JP Morgan Chase has become the first major bank to be accused of institution-wide fraud stemming from the sale of mortgage-backed securities that helped fuel the 2008 meltdown on Wall Street.
The fraud accusation is contained in a lawsuit filed in the New York State Supreme Court by the state’s attorney general, Eric Schneiderman, who is also co-chairman of a task force created by the U.S. Justice Department, known as the Residential Mortgage-Backed Securities Working Group.
The suit was filed against Bear Stearn’s and one of its subsidiaries, both of which are now owned by JP Morgan The government alleges widespread misconduct in the packaging and sale of mortgage securities during the housing boom, including lying to investors about the quality of the loans sold and pressuring underwriters to produce as many mortgage loans as possible regardless of their quality.
The allegations echo those found in other lawsuits currently being pursued against Bear Stearn’s and JP Morgan by private parties, including other banks seeking to recover losses in mortgage-securities deals brokered by the defendants.
One example is Dexia, a Belgian-French bank, which is suing JP Morgan to get back $1.6 billion it lost in deals with Bear Stearn’s and Washington Mutual, another institution taken over by JP Morgan during the financial crisis.

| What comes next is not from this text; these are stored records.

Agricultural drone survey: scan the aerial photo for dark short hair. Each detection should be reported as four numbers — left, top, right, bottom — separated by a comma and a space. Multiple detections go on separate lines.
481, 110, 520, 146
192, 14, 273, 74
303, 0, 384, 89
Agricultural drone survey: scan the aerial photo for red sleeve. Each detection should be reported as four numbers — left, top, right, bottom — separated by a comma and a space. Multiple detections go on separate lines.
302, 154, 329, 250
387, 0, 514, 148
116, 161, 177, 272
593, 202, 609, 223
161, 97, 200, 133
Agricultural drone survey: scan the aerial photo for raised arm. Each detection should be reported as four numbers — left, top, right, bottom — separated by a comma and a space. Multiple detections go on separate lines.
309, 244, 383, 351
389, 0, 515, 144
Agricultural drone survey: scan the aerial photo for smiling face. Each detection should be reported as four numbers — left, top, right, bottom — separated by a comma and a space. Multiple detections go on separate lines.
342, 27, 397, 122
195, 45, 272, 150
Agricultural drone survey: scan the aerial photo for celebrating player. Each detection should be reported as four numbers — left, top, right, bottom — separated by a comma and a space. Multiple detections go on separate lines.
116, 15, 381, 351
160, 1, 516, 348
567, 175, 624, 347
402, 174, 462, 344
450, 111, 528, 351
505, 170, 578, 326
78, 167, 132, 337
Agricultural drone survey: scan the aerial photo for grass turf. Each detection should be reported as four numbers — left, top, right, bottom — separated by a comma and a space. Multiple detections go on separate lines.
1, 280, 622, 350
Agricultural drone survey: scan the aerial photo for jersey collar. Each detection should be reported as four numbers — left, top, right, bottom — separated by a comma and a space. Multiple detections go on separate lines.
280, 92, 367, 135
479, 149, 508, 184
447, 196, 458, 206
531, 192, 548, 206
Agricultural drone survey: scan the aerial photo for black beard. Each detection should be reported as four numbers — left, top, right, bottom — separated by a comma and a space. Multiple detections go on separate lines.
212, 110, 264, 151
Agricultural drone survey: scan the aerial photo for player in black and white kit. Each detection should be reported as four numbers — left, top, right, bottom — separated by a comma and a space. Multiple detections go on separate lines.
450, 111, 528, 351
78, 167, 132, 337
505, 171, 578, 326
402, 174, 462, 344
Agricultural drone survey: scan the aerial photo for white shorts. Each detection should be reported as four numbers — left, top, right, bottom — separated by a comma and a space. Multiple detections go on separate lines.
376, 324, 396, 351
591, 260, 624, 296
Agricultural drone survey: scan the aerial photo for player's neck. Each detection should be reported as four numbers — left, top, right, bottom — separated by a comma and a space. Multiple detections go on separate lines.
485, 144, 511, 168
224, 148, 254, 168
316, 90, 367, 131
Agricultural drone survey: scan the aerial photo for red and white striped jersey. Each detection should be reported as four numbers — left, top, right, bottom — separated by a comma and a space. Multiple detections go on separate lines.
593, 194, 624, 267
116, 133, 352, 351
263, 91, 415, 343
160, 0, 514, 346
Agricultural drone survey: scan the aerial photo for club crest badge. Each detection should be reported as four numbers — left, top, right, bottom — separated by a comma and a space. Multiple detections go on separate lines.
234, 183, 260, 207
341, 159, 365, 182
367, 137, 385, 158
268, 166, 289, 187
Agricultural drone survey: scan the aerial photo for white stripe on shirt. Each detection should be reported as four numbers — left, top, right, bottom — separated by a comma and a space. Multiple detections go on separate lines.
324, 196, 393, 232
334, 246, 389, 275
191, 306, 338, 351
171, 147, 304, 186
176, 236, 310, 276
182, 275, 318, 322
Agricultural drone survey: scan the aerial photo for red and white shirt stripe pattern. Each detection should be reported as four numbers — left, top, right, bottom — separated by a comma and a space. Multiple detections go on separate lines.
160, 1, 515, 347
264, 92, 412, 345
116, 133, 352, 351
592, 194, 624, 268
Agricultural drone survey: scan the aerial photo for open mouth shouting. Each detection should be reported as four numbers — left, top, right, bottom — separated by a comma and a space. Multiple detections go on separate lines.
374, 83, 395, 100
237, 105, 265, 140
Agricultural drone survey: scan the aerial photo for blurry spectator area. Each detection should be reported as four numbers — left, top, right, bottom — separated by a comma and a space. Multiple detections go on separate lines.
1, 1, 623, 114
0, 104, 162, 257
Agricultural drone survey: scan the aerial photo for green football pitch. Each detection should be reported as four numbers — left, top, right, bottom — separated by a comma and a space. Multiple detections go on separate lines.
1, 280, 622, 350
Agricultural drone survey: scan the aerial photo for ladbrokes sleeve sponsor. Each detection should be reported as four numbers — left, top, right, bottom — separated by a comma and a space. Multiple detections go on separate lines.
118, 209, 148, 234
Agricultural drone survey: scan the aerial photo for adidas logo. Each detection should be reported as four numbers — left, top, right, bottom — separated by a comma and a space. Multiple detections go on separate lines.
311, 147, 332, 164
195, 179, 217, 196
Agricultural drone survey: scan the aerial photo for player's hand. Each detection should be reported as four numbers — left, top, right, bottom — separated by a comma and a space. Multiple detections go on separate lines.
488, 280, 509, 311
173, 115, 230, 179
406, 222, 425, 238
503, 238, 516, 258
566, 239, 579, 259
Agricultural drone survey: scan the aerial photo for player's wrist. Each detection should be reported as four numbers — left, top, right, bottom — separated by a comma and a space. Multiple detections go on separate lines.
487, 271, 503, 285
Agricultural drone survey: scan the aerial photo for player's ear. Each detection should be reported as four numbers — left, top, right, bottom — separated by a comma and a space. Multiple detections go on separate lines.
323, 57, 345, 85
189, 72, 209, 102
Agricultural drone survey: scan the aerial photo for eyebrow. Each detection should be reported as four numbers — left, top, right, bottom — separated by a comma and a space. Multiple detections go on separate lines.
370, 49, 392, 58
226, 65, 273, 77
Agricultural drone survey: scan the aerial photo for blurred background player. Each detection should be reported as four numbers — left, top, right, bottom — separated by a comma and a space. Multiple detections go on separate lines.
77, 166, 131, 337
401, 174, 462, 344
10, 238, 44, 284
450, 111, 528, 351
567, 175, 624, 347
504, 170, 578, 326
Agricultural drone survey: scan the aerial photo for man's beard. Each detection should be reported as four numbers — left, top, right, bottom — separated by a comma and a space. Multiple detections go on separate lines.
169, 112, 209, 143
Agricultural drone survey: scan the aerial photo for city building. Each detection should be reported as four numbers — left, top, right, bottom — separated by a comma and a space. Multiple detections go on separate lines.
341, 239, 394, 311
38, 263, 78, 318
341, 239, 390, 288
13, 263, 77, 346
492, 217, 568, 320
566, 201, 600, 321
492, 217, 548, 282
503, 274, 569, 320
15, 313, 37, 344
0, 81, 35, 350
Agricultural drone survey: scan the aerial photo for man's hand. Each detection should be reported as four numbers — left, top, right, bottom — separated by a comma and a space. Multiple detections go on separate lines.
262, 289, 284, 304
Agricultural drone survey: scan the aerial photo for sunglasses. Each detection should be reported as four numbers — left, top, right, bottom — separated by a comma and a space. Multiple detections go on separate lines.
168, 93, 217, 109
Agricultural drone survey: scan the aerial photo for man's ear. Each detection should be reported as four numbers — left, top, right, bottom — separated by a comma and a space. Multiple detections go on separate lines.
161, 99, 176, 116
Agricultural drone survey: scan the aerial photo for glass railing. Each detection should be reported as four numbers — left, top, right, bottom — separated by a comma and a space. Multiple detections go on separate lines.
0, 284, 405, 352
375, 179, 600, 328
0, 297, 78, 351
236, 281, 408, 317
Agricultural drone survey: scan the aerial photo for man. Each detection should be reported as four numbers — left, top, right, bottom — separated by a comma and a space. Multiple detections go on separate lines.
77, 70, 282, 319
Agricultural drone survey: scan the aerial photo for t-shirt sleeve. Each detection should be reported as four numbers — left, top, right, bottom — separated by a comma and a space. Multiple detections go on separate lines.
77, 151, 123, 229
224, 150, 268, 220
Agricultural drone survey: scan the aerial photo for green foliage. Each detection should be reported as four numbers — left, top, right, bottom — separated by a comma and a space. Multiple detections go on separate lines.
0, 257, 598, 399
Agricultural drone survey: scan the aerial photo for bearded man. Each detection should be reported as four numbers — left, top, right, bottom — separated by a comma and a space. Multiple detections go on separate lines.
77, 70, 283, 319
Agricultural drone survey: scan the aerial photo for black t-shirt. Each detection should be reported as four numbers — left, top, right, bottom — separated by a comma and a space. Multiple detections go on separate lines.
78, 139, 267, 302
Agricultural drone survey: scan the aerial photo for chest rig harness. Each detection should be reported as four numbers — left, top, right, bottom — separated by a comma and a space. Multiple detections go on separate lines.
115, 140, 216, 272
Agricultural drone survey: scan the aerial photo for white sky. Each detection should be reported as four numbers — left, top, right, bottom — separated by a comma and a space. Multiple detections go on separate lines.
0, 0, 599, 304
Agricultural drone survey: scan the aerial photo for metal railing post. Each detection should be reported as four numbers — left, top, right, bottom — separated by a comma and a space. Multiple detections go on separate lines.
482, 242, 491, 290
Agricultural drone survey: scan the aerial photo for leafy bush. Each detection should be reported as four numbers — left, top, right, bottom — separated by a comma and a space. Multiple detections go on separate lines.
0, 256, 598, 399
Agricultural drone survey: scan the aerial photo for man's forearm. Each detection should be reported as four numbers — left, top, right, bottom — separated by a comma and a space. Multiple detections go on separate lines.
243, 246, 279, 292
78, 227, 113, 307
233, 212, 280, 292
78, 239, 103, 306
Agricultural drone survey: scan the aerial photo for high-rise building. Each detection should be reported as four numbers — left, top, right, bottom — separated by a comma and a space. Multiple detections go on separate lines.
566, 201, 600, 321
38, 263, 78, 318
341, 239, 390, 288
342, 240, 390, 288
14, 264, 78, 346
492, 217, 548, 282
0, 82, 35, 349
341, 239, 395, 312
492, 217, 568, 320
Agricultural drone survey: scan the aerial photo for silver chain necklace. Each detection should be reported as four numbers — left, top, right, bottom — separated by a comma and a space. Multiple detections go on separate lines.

Altogether, the government claims investors lost $22.5 billion as a result of low-quality mortgages sold by entities now controlled by JP Morgan The suit does not ask for a specific amount, but rather calls on JP Morgan to turn over all the profits it made as a result of fraud and to pay restitution to investors. Homeowners who were sucked into the deals with get nothing.
The complaint contends that Bear Stearn’s and its lending unit, EMC Mortgage, defrauded investors who purchased mortgage securities packaged by the companies from 2005 through 2007.
The firms made material misrepresentations about the quality of the loans in the securities, the lawsuit said, and ignored evidence of broad defects among the loans that they pooled and sold to investors.
Moreover, when Bear Stearn’s identified problematic loans that it had agreed to purchase from a lender, it was required to make the originator buy them back. But Bear Stearn’s demanded cash payments from the lenders and kept the money, rather than passing it on to investors, the suit contends.
Unlike many of the other mortgage crisis cases brought by regulators such as the Securities and Exchange Commission, the task force’s action does not focus on a particular deal that harmed investors or an individual who was central to a specific transaction. Rather, the suit contends that the improper practices were institution wide and affected numerous deals during the period.